A group of lawmakers in Nevada are fighting to ban “gay panic” and “trans panic” defenses in courtrooms statewide, reports the Nevada Current.
Currently, some 47 states in the U.S. permit people accused of committing violent crimes to use their victim’s sexuality or gender orientation as a defense, hence the “panic” in the nickname. If passed, Nevada’s Senate Bill 97 would prohibit future use of the defense, which has been used successfully in the past to get violent criminals shorter sentences or even acquitted altogether.
We stand in support of SB 97, which was introduced by the Senate Committee on Judiciary on behalf of the Nevada Youth Legislature and proposes to ban the so called “gay panic” or “trans panic” defense. https://t.co/5UsXdNaCfJ
— NCEDSV (@NCEDSV) March 20, 2019
Supporters of the bill, including Brad Sears of the Williams Institute at UCLA, believe that these defenses are based solely on “pseudo-science”—and actively further institutional biases against LGBTQ people within the criminal justice system. They’re rarely used, sure, but the fact that they have been used with success in the recent past has queer advocates concerned.
“It’s really targeting gay men and secondly transgender women,” Sears told the Current. “Year after year for the last four years, we’ve had a record number of transgender woman of color who have been murdered. The value of [SB 97] is for the state to take a stand against this epidemic of violence and to say the state protects LGBT people.”
— Williams Institute (@WilliamsPolicy) March 20, 2019
Today, only three states—California, Rhode Island, and Illinois—have laws on the books explicitly banning the use of the defense.

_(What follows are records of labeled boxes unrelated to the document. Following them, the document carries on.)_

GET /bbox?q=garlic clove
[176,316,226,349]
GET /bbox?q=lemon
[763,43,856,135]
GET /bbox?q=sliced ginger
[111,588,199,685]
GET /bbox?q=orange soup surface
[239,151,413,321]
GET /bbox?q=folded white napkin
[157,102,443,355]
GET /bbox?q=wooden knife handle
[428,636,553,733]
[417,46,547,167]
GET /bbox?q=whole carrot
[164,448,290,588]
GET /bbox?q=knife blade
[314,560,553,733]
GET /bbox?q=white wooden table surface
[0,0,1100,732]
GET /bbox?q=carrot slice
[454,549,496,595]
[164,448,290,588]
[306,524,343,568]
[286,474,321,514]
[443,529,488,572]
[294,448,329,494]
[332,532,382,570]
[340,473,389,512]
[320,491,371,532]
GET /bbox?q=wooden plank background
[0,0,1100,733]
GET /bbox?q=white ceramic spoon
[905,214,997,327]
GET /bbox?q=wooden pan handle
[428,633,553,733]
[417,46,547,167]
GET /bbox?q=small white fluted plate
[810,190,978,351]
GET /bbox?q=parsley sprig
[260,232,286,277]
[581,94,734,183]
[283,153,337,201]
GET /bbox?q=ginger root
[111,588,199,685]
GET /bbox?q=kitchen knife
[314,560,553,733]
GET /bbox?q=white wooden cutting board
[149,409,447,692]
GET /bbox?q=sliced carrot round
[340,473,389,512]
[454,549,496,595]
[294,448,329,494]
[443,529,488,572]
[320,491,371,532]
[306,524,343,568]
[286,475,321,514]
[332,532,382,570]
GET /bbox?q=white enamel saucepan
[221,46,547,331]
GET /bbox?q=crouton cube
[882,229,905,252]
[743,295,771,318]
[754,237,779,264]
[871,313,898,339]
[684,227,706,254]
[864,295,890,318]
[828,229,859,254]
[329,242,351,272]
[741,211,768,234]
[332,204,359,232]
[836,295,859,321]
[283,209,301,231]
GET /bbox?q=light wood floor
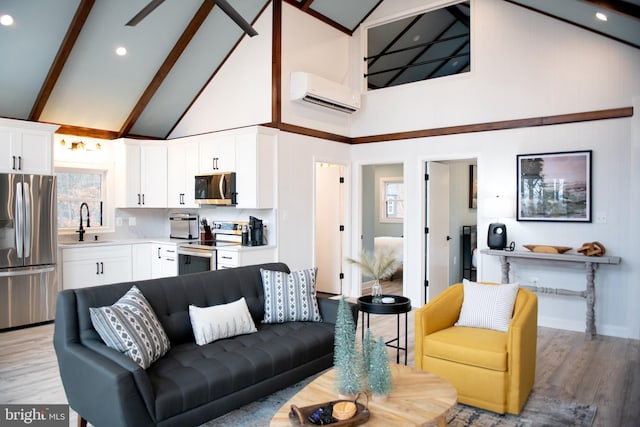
[0,312,640,427]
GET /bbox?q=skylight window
[365,1,471,90]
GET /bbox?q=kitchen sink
[58,240,113,246]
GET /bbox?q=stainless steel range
[178,222,248,275]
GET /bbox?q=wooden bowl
[522,245,571,254]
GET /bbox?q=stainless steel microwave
[195,172,236,205]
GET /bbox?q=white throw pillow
[260,268,322,323]
[89,286,170,369]
[189,297,257,345]
[456,279,519,332]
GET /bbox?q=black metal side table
[358,295,411,365]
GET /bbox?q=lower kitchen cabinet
[151,244,178,279]
[62,245,132,289]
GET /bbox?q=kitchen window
[364,1,472,90]
[380,177,404,222]
[56,168,108,234]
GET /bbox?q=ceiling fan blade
[214,0,258,37]
[125,0,164,27]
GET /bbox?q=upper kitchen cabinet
[0,119,58,175]
[198,134,236,174]
[115,139,167,208]
[235,127,277,209]
[167,140,199,208]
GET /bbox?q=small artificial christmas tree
[333,297,363,396]
[362,328,375,371]
[367,337,393,399]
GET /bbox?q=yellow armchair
[415,284,538,414]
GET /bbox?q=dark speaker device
[487,223,507,249]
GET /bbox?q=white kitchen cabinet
[62,244,131,289]
[115,140,167,208]
[236,128,276,209]
[151,244,178,279]
[131,243,153,280]
[167,140,200,208]
[0,119,58,175]
[198,134,236,174]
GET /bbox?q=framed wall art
[517,150,591,222]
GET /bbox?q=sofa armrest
[318,298,358,326]
[56,343,154,427]
[414,284,464,369]
[507,288,538,414]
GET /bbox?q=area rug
[201,376,596,427]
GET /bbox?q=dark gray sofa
[53,263,357,427]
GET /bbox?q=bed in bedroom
[373,236,404,267]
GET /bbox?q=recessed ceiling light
[0,15,13,27]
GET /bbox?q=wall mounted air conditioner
[290,71,360,113]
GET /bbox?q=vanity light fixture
[596,12,607,22]
[60,139,102,151]
[0,15,13,27]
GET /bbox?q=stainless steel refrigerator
[0,174,58,329]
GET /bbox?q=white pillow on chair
[456,279,520,332]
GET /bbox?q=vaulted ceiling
[0,0,640,138]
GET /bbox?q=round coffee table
[270,364,458,427]
[358,295,411,365]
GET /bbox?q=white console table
[480,249,620,339]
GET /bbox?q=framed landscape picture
[517,150,591,222]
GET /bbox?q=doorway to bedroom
[361,163,404,295]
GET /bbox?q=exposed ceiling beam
[284,0,353,36]
[165,1,276,138]
[29,0,95,122]
[580,0,640,21]
[271,0,282,125]
[300,0,313,12]
[365,14,424,67]
[445,5,471,28]
[504,0,640,49]
[119,0,214,137]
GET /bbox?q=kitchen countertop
[58,237,275,251]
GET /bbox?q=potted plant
[346,249,398,303]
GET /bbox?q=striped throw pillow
[260,268,322,323]
[456,279,519,332]
[89,286,170,369]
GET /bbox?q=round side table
[358,295,411,365]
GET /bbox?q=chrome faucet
[76,202,91,242]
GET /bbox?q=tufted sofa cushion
[147,322,334,419]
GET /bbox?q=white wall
[169,6,273,139]
[352,0,640,338]
[277,132,352,295]
[282,3,357,135]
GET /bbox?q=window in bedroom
[56,168,107,233]
[380,177,404,222]
[364,1,471,90]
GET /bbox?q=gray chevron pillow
[260,268,322,323]
[89,286,170,369]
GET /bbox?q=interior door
[426,162,450,301]
[315,163,344,295]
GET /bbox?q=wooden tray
[522,245,571,254]
[289,393,371,427]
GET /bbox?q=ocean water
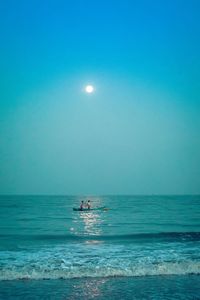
[0,196,200,299]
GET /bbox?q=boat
[73,206,108,212]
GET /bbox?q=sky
[0,0,200,195]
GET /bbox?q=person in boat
[86,200,91,209]
[80,200,84,210]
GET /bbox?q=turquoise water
[0,196,200,299]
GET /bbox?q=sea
[0,195,200,300]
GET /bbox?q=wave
[0,261,200,281]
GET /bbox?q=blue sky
[0,0,200,194]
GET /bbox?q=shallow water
[0,196,200,299]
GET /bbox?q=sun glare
[85,85,94,94]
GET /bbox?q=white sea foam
[0,261,200,280]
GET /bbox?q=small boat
[73,206,108,212]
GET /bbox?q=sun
[85,84,94,94]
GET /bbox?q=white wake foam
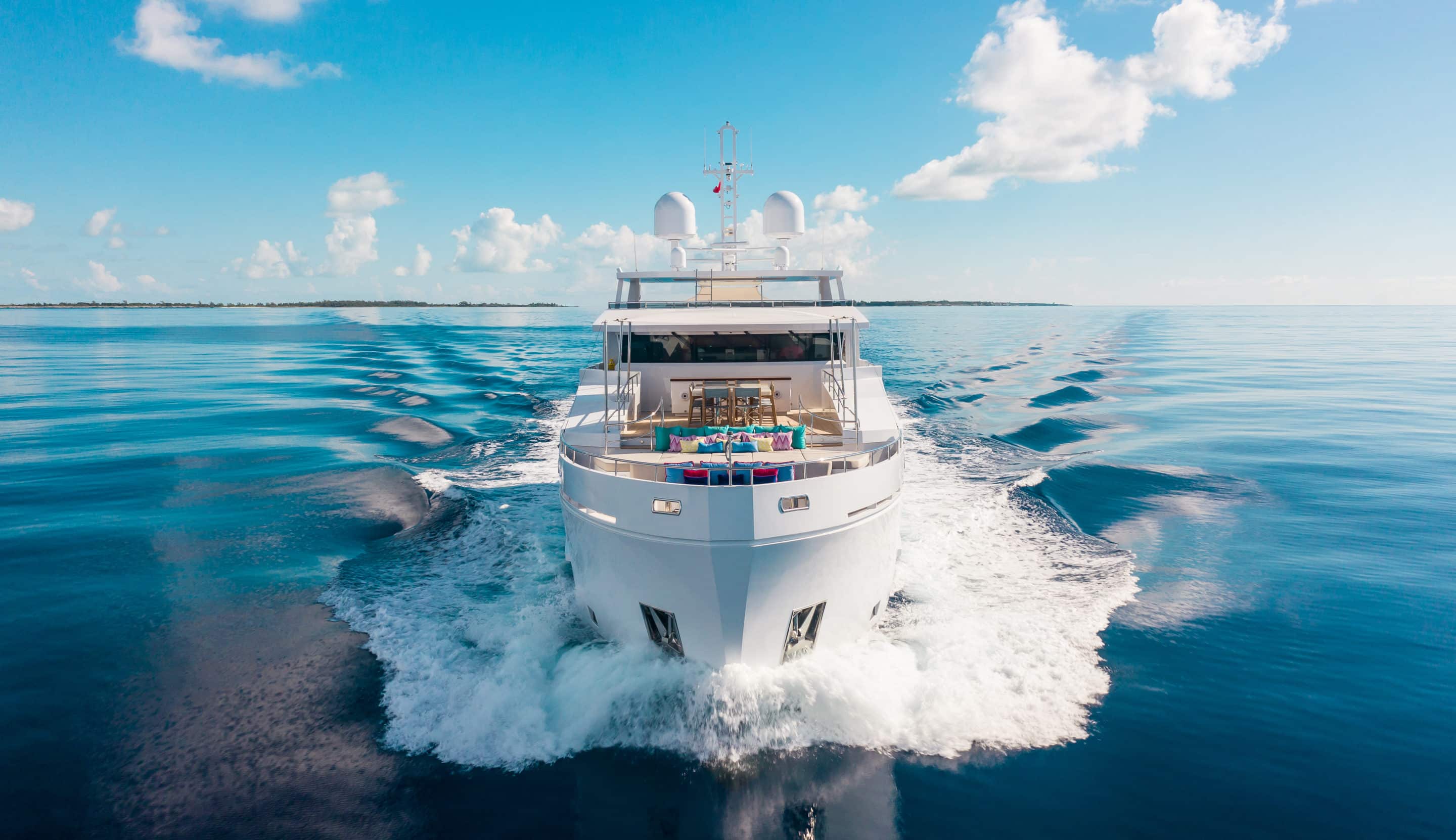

According to the Current, legislation similar to SB 97 has been introduced in New Jersey, Washington State, Rhode Island, New York, Georgia, Minnesota, Pennsylvania, and Washington, D.C.
Last December, D’Arcy Kemnitz, executive director of the National LGBT Bar Association, told NewNowNext that “countless Americans” have no idea that these legal defenses are even viable in court.
“We believe that as more people become aware of its continuing usage in courtrooms, more individuals will advocate for its end,” he added.